If statin drugs ONLY decreased LDL cholesterol, this theory might hold true. But these drugs do a lot more than that. In particular, these drugs prevent the formation of and cause the destruction of coenzyme Q10, and low coenzyme Q10 levels are known to be a predisposing factor to heart failure.
It is also known that one of the side effects of statin drugs is muscle destruction. Since the heart is a (very important) muscle, statin drugs will adversely affect its function. Thus, while statin drugs may decrease LDL cholesterol, which benefits the heart, they also deplete a very important nutrient essential for its function and can lead to its destruction.
Looking at all the available information provides a more complete picture.
Naturopathic medicine uses all available information
Science incorporates lots of sources of information, including (but not limited to) research.
Many natural therapies have a long history of use and scientists continue to discover new mechanisms of action. As a natural health care provider, we use the latest available information to provide recommendations that address each persons unique underlying imbalances to remove obstacles to health and provide the building blocks necessary to rebuild and repair those imbalances.
It is all based on a scientific approach using the best information science has to offer.
Is it complete? Not yet.
Is it proven? Nothing is.
Is it based in science? Absolutely.
Does it work? In most cases, it works exceptionally well. And the reason it works is that it is based on the fundamental truth that if the underlying imbalances are identified and addressed, the body will heal.
Our clinic has the tagline, ‘Where Healing is a Science’ for our clinic because we stress a scientific approach in our clinical work. We design our recommendations incorporating the most recent research and understanding about the healing therapies we use. We stand by them because they work.

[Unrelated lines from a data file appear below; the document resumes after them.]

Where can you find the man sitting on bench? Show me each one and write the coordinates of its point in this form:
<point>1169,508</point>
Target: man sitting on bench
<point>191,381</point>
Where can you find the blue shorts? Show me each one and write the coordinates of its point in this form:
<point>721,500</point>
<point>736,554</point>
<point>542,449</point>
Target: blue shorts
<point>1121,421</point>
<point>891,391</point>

Truth is truth, whether the research has caught up to it or not. After all, bumble bees flew long before we could prove it was possible.
(NIDA – “The term “science-validated” means that these programs have been rationally designed based on current knowledge, rigorously tested, and shown to produce positive results.” – National Institute on Drug Abuse, National Institutes of Health, NIH Pub. No. 07-5605, Printed April 2007.)